The original and ultimate “four-letter word” was and is YHWH; the unspoken name of the Jewish god revealed to Moses at Mount Horeb, according to Exodus 3:13-15.
In Koine Greek, YHWH was described as the Tetragrammaton. In this Bible translation language, “tetra” means four, and grammaton is derived from the word “gramma” or “grammat” which means letter. Thus, the term literally means “the four-letter word” or “that which has four letters”.
Speaking the god’s name was considered dangerous and could invoke a curse, so it’s quite interesting to note that in English the term “four-letter word” has come to mean “coarse or abusive language”.
It is also intriguing that the ancient Egyptians mocked the Jews and Samaritans by claiming that they adopted the Egyptian god of Chaos, Seth, as their god. It has even been said that when the Seleucids entered the Holy of Holies of the Second Jewish Temple during the Maccabean revolt, they discovered a statue of a donkey-headed god.
Seth (also known as Set, Suetekh, Setekh or Setesh) was often depicted as having the head of a donkey and was an evil god responsible for war, mayhem, mayhem, storms, deserts and earthquake. The name Satan is also believed to derive from the name Set.
This was allegedly the reason the Israelites were forbidden to make drawings, paintings, sculptures, and other images of anything on earth or in heaven (Exodus 20:4-5), and only the High Priest could enter the Holy of Holies. No one could ever find out that their god was indeed Seth.
Historically, it is known that in 167 BCE, Antiochus IV Epiphanes, the Seleucid Emperor, ransacked the temple sanctuary in Jerusalem and instituted the practice of sacrificing pigs to Zeus on the high altar of the temple.
This act became known as Abomination of Desolation; and this infuriated the Jews so much that they continued the fight until they gained independence from the Seleucid Empire in 134 BCE.

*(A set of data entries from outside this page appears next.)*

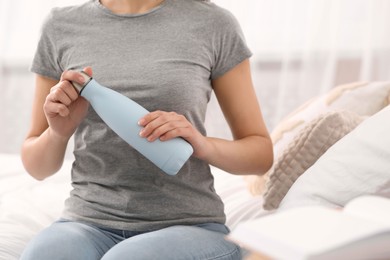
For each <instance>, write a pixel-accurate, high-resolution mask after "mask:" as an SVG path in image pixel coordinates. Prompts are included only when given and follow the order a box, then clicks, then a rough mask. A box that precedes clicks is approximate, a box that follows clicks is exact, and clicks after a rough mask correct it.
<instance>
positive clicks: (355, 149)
mask: <svg viewBox="0 0 390 260" xmlns="http://www.w3.org/2000/svg"><path fill="white" fill-rule="evenodd" d="M361 102H362V103H364V100H361ZM366 194H373V195H380V196H385V197H390V106H387V107H386V108H384V109H382V110H381V111H380V112H378V113H376V114H375V115H373V116H371V117H370V118H368V119H366V120H365V121H363V122H362V123H361V124H360V125H359V126H358V127H356V128H355V129H354V130H353V131H351V132H350V133H349V134H348V135H346V136H345V137H344V138H342V139H341V140H340V141H338V142H337V143H336V144H334V145H333V146H332V147H330V148H329V149H328V150H327V152H326V153H325V154H324V155H323V156H322V157H320V159H318V160H317V162H316V163H315V164H314V165H313V166H312V167H311V168H309V169H308V170H307V171H306V172H305V173H304V174H302V175H301V176H300V177H299V178H298V179H297V180H296V182H295V183H294V184H293V185H292V187H291V189H290V190H289V191H288V193H287V194H286V196H285V197H284V199H283V200H282V202H281V203H280V207H279V209H280V210H284V209H288V208H293V207H298V206H307V205H316V204H320V205H328V206H344V205H345V204H346V203H347V202H348V201H350V200H351V199H353V198H356V197H358V196H361V195H366Z"/></svg>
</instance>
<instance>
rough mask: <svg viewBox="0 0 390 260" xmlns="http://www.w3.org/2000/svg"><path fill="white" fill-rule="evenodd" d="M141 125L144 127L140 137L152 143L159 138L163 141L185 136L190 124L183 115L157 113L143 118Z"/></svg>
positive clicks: (140, 124)
mask: <svg viewBox="0 0 390 260" xmlns="http://www.w3.org/2000/svg"><path fill="white" fill-rule="evenodd" d="M139 124H140V125H141V126H144V128H143V129H142V130H141V132H140V136H141V137H144V138H147V140H148V141H150V142H152V141H154V140H156V139H158V138H160V139H161V140H162V141H164V140H168V139H171V138H174V137H178V136H182V137H183V136H184V135H185V130H186V129H187V128H188V127H189V122H188V121H187V119H186V118H185V117H184V116H183V115H179V114H177V113H175V112H163V111H155V112H152V113H149V114H148V115H146V116H145V117H143V118H142V119H141V120H140V121H139Z"/></svg>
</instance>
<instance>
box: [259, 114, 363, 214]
mask: <svg viewBox="0 0 390 260" xmlns="http://www.w3.org/2000/svg"><path fill="white" fill-rule="evenodd" d="M362 120H363V117H361V116H358V115H357V114H355V113H352V112H349V111H332V112H328V113H325V114H321V115H319V116H318V117H317V118H315V119H313V120H312V121H311V122H309V123H308V124H307V126H305V128H303V129H302V130H301V131H300V132H299V133H298V134H297V135H296V136H295V138H294V139H293V140H292V141H291V142H290V143H289V145H288V146H287V147H286V149H284V151H283V153H281V154H280V155H279V156H278V158H276V159H275V161H274V165H273V166H272V168H271V170H269V171H268V172H267V173H266V174H265V175H264V177H265V179H266V188H265V190H264V203H263V207H264V209H266V210H272V209H276V208H277V207H278V206H279V203H280V201H281V200H282V199H283V198H284V196H285V195H286V193H287V191H288V190H289V189H290V187H291V185H292V184H293V183H294V182H295V180H296V179H297V178H298V177H299V176H300V175H301V174H302V173H304V172H305V171H306V170H307V169H308V168H309V167H311V166H312V165H313V164H314V163H315V162H316V161H317V160H318V158H320V157H321V156H322V155H323V154H324V153H325V152H326V151H327V150H328V149H329V147H331V146H332V145H333V144H334V143H336V142H337V141H338V140H340V139H341V138H342V137H344V136H345V135H346V134H348V133H349V132H351V131H352V130H353V129H354V128H355V127H356V126H357V125H359V124H360V123H361V122H362ZM259 188H261V187H259Z"/></svg>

The Jewish holiday of Hanukkah celebrates this huge victory for the Jews, who were clearly the outsiders of the maccabean wars.
Unfortunately, their freedom was relatively short. The Romans conquered Judea in 63 BCE and finally destroyed the temple in 70 CE and then built a temple to Jupiter (the Roman name for Zeus) over the Jewish temple, where they also made sacrifices to their main god. This was also known as the Abomination of Desolation.
After the Romans destroyed the Jewish Temple, the Roman historian, Publius Cornelius Tacitus (56-120 CE), also attributed to the Jews the worship of an onocephalic (donkey-headed) God. Worship of a donkey or donkey-god is known as onolatry, derived from one of the Greek words for donkey – onos.
The charge of onolatry was then transferred to Christians in the first and second centuries CE, before Orthodox Christianity became the dominant religion in the Roman Empire in the early 4th century and violently suppressed all challenges to its supremacy. No mockery of worshiping a donkey-headed God would ever again be tolerated.
However, in 1857, a caricature of the Crucifixion was discovered engraved on a wall of the Palace of the Caesars on the Palatine Hill in Rome (dated circa 2nd century CE), showing a Christian boy worshiping a crucified figure with the head of an ass. The inscription in Greek reads: “Alexamenos worshiping his God”.
In addition, a terracotta fragment was discovered in 1881 in Naples, dated to the first century AD, representing a figure with the head of a donkey, dressed in a toga and seated on a chair with a scroll in his hand, instructing several baboon-directed pupils.
This information is taken from highly reputable Catholic sources, which attribute the legacy of this “defamatory” accusation of onolatry by Christians to incidents in Carthage in the first and second centuries.
The issue is not the truth or falsity of the accusations and taunts leveled at the Jews and early Christians, but rather that many people of different social classes and in different countries held these beliefs about Judeo-Christian worship for many years. many centuries; indeed, longer than from the Renaissance to modern times. Yet most people today know nothing about it.
The entire story is another example of the multiple layers of history, mystery, legend, and intrigue that have influenced and shaped modern religion.
Why do people resist the truth so vigorously and prefer to keep themselves and others in darkness?
Believers are strongly discouraged from looking beyond The booklest they be astonished and confounded at what they shall find.
Nevertheless, we should all realize that myths and religions have a structure, a history and above all a conception and a social purpose that should never be ignored.